Jakarta, Aktual.com — Kapolri Jenderal Badrodin Haiti mengatakan pihaknya bakal memproses laporan PT Bumi Mansyur Permai (BMP) terkait kasus mafia tanah di Sumatera Utara.
Bahkan ia akan memerintahkan jajarannya untuk menindaklanjuti permohonan perlindungan hukum yang diajukan ke Mabes Polri oleh PT BMP yang menjadi korban aksi penyerobotan tanah.
PT BMP melalui kuasa hukumnya, Zakaria Bangun, juga telah mendatangi Komisi III DPR untuk mengadukan persoalan mafia tanah yang mereka hadapi pada Selasa (17/11) lalu.
Kapolri menjelaskan, proses gelar perkara ulang dapat dilakukan saat pemohon merasa penyidikan dilakukan kepolisian berjalan lambat atau tidak profesional.
Ia pun mempersilahkan pelaporan ke Komisi III yang mempunyai peran sebagai pengawas maupun ke Mabes Polri dalam hal ini Divisi Propram.
“Silahkan saja dilaporkan nanti bisa digelar perkara proses penyidikan,” kata Badrodin di Mabes Polri, Jakarta, Jumat (19/11).
“Semua kasus itukan ada proses hukum, kalau ada yang tidak puas ya silahkan digelar, gampang. Di Mabes juga bisa digelar. Tergantung teknis, bisa di Polda bisa di Mabes,” sambungnya.

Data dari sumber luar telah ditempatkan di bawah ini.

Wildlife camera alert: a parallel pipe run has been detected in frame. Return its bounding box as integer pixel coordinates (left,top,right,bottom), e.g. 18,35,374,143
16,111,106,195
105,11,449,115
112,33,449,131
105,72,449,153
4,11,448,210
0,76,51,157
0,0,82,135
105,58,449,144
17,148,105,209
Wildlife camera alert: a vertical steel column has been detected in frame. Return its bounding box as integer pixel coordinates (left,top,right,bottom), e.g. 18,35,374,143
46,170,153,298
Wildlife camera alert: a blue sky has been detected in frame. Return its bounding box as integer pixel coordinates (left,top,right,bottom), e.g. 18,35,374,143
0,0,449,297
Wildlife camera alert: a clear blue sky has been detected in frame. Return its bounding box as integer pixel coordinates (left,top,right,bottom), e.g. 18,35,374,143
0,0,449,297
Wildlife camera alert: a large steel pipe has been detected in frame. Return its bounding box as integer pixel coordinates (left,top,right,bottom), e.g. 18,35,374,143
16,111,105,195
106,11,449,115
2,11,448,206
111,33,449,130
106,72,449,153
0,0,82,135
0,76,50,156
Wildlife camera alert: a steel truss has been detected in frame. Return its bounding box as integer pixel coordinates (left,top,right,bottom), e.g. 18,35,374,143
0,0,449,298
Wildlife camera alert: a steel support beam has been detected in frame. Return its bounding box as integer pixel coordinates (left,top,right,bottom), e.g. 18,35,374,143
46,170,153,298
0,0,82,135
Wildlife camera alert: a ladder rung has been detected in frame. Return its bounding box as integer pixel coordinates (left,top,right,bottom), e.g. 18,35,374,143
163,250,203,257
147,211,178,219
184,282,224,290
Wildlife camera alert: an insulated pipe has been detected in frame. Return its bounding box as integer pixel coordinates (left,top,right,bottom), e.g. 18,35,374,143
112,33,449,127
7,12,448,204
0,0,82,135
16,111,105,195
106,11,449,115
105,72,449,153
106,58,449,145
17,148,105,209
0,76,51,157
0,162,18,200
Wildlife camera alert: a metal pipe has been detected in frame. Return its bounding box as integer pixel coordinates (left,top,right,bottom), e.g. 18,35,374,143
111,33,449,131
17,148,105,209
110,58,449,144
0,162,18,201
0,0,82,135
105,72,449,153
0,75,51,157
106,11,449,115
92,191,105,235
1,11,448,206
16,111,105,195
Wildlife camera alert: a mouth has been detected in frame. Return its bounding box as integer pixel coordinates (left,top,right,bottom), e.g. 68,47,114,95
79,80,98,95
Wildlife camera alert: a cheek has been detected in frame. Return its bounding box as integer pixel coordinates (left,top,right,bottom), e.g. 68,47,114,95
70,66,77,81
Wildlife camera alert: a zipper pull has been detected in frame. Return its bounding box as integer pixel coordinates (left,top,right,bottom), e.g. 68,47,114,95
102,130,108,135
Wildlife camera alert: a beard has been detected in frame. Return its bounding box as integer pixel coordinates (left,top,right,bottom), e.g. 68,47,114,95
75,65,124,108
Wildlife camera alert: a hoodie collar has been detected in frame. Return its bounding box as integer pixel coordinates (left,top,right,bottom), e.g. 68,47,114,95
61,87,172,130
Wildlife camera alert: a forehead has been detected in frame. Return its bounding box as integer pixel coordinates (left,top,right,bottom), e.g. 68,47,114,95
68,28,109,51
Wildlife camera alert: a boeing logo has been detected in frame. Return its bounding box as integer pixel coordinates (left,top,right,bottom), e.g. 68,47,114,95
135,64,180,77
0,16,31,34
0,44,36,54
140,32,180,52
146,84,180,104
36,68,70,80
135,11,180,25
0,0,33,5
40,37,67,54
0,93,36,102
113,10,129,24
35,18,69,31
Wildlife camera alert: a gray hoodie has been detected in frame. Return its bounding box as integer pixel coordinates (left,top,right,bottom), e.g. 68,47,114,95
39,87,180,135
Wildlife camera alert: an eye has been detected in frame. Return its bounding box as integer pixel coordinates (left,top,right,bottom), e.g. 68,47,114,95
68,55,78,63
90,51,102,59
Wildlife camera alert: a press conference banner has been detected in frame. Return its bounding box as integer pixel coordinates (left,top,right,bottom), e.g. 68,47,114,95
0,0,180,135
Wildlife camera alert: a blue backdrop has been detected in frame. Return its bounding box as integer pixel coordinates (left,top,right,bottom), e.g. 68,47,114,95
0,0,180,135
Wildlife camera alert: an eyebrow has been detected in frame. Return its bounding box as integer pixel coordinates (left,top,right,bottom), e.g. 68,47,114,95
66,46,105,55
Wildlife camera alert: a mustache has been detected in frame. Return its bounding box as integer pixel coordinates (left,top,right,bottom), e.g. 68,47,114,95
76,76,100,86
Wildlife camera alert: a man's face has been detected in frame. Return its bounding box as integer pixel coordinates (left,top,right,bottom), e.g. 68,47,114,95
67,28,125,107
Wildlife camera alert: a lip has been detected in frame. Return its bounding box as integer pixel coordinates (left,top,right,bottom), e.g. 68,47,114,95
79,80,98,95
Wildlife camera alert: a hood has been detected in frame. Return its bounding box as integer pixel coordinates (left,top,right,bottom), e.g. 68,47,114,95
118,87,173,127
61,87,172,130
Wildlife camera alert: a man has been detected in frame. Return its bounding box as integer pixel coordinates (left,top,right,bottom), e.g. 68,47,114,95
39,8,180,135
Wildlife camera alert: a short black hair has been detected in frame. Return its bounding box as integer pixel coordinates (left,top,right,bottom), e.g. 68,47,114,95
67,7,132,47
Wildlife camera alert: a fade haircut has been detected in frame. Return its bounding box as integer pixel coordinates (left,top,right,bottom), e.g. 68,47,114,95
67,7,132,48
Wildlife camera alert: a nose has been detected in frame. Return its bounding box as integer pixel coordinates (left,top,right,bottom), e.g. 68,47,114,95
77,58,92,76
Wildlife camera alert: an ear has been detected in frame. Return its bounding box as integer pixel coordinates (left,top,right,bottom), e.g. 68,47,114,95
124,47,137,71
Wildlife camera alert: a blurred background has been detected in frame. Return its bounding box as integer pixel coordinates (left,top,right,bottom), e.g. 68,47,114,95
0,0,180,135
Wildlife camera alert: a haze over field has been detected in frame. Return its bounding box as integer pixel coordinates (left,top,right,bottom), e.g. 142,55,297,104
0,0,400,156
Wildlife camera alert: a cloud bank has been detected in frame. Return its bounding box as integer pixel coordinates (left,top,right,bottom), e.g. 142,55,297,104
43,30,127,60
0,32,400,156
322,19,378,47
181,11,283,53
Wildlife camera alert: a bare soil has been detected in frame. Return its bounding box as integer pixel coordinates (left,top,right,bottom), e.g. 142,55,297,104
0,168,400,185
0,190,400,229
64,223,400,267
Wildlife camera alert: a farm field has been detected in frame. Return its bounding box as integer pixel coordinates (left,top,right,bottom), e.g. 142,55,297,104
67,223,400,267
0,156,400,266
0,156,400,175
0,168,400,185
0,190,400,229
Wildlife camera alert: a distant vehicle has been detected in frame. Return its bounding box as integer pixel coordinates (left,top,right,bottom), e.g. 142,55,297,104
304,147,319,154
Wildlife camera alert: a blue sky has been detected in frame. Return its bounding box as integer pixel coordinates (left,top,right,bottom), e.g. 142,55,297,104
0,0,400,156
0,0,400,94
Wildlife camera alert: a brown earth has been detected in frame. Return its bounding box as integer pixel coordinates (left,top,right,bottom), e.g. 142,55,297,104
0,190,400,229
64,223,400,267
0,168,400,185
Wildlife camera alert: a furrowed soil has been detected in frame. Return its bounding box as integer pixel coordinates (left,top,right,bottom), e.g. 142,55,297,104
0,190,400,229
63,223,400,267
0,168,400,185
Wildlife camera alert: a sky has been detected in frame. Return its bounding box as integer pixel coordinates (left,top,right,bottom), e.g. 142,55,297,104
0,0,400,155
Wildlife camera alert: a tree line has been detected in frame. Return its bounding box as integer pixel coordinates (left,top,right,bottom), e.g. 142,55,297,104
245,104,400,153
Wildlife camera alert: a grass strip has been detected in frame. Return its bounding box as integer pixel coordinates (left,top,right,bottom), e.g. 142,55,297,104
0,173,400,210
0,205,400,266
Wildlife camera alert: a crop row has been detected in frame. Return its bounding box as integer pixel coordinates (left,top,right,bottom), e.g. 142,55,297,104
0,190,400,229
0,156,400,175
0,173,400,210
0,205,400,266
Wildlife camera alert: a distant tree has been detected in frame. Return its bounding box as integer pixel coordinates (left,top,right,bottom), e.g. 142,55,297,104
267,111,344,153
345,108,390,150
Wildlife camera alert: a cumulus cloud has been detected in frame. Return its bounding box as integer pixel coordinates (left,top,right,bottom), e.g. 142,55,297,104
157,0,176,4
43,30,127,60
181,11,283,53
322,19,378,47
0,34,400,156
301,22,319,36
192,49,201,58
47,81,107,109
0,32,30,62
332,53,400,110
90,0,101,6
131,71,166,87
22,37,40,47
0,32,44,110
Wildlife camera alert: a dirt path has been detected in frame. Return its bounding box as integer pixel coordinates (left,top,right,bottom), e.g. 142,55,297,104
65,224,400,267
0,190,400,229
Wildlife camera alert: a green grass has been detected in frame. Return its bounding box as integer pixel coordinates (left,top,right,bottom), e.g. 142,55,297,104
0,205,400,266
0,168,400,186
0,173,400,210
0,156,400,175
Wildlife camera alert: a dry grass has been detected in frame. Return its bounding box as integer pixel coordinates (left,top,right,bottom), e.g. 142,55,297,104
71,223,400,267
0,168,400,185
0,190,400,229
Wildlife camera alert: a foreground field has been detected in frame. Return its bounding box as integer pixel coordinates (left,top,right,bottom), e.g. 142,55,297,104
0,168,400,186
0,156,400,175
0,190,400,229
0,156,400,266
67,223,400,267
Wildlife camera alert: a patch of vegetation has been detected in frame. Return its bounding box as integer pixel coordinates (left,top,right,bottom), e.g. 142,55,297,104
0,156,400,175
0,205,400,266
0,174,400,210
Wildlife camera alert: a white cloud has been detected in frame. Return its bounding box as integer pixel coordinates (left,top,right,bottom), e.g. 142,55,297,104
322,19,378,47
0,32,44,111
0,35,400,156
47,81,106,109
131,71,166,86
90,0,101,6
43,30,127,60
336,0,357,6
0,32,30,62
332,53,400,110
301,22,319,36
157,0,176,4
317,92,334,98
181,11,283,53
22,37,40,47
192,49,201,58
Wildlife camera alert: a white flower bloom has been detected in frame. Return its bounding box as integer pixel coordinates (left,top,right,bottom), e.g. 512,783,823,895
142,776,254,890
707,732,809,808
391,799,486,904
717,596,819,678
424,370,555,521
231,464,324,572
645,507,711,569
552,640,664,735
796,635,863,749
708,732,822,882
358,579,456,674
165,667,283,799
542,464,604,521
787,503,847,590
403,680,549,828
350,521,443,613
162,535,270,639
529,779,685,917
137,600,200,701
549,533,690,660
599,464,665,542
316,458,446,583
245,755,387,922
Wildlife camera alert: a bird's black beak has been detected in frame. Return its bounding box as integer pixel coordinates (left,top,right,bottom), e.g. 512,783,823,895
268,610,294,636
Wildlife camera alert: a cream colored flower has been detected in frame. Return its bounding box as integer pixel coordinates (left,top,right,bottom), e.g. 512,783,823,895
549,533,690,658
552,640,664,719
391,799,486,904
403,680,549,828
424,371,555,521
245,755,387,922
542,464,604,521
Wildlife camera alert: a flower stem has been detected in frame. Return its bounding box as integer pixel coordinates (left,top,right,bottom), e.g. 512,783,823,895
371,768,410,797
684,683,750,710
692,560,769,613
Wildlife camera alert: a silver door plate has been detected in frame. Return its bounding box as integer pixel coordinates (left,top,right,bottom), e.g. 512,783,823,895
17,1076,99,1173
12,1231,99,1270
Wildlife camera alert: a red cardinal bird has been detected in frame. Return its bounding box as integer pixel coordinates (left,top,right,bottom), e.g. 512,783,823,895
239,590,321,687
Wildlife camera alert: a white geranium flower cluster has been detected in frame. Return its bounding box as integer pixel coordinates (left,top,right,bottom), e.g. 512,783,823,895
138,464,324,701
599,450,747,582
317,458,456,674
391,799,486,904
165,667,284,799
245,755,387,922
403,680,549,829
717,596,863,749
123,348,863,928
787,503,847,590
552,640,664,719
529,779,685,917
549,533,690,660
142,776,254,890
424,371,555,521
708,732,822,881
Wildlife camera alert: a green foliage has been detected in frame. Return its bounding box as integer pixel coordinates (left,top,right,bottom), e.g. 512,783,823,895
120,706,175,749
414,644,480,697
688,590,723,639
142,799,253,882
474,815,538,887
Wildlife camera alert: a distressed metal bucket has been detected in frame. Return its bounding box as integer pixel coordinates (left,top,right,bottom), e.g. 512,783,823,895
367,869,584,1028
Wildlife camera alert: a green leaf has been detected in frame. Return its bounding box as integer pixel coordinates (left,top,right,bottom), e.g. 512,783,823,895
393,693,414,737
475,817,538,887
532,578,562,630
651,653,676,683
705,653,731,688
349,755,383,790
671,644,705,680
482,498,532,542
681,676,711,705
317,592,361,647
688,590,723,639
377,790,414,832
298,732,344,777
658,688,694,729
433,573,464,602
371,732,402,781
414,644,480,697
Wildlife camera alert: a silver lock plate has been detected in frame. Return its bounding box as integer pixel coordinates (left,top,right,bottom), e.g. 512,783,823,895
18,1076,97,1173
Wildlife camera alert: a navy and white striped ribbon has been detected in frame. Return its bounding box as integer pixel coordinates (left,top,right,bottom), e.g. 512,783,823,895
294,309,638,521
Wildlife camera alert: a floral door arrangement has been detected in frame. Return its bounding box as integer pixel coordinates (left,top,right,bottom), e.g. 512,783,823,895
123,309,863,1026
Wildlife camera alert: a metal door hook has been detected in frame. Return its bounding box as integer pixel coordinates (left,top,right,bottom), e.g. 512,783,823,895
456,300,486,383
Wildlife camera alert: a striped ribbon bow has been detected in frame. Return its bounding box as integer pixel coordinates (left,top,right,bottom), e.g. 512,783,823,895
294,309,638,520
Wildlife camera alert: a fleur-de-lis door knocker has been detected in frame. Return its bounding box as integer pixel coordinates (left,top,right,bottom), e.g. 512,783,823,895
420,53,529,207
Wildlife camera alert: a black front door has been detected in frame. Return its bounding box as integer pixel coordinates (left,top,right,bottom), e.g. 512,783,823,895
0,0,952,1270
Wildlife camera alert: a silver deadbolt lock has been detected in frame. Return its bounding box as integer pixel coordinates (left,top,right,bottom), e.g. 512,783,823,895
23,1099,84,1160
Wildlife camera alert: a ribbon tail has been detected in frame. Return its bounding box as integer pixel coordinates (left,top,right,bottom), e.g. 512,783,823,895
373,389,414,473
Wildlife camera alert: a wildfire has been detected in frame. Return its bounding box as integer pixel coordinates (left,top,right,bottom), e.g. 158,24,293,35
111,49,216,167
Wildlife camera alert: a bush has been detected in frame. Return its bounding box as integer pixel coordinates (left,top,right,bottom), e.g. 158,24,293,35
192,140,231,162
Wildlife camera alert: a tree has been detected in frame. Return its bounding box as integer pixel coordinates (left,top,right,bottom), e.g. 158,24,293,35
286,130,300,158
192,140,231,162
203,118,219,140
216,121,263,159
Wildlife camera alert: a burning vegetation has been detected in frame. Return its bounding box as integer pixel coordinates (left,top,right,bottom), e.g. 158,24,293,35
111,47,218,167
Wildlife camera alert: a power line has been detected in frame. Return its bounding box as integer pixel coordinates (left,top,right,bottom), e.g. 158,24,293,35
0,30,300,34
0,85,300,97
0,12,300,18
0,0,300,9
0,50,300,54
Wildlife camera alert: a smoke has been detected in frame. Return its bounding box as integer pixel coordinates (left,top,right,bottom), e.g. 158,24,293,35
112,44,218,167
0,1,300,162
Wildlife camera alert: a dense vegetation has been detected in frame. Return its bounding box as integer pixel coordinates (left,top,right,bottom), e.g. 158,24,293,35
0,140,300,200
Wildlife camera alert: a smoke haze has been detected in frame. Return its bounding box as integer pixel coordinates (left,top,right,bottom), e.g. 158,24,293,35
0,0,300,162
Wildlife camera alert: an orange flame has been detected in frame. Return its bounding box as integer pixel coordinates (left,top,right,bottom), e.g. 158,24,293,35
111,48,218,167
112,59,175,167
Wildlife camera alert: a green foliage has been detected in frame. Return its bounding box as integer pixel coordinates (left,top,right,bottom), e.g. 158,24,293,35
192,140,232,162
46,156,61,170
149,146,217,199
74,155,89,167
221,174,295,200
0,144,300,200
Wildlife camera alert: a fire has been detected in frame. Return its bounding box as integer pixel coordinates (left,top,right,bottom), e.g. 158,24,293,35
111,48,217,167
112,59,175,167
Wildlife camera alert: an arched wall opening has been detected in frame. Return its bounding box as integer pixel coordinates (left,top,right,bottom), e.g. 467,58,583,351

Wakil Ketua Komisi III DPR Desmon J Mahesa menyampaikan pihaknya akan segera memproses pelaporan PT BMP atas tuduhan adanya mafia tanah tersebut. Komisi III juga akan meneliti inti permasalahan yang melibatkan Badan Pertanahan Nasional (BPN) Sumatera Utara itu.
“Kalau ada proses yang tidak adil, panja penegakan hukum akan melakukan kunjungan ke Medan untuk menyelidiki kasus itu,” ujarnya.
Surat aduan tak hanya disampaikan PT BMP ke Komisi III namun juga kepada Presiden RI Joko Widodo untuk meminta bantuan hukum dan sejumlah pejabat negara lainnya seperti Kejaksaan Agung, Menteri Agraria dan Tata Ruang/Kepala BPN.
Direktur Utama PT BMP, Marthin Sembiring mengatakan awalnya pihaknya melaporkan kasus tersebut ke Polda Sumut atas pemalsuan tanda tangan untuk menguasai tanah milik PT BMP di Kecamatan Medan Selayang dan Sunggal, Medan, Sumatera Utara seluas 15 hektare.
Dalam laporan itu, pihak penyerobot tanah itu telah memalsukan tanda tangan pihak kelurahan setempat. “Anehnya, mereka dalam waktu seminggu sudah memiliki sertifikat melalui proses panitia pemeriksaan tanah Kantor Badan Pertanahan setempat,” terang Marthin.
Dia menambahkan, para mafia tanah tersebut juga memalsukan stempel kantor kelurahan untuk menguatkan dapat memiliki sertifikat tanah tersebut.
Meski telah menetapkan 13 tersangka sejak tahun 2014, namun Polda Sumut tak melakukan penahanan. Padahal, para ahli sudah dimintai keterangan terkait dugaan pemalsuan surat dan tanda tangan itu.
“Yang menjadi pertanyaan, sampai sekarang belum ada perkembangan kasus tersebut. Bahkan orang yang sudah ditetapkan sebagai tersangka belum juga ditahan. Hasil Labkrim Polda Sumut juga menyebutkan benar ada pemalsuan hingga ditetapkan tersangkanya,” imbuhnya.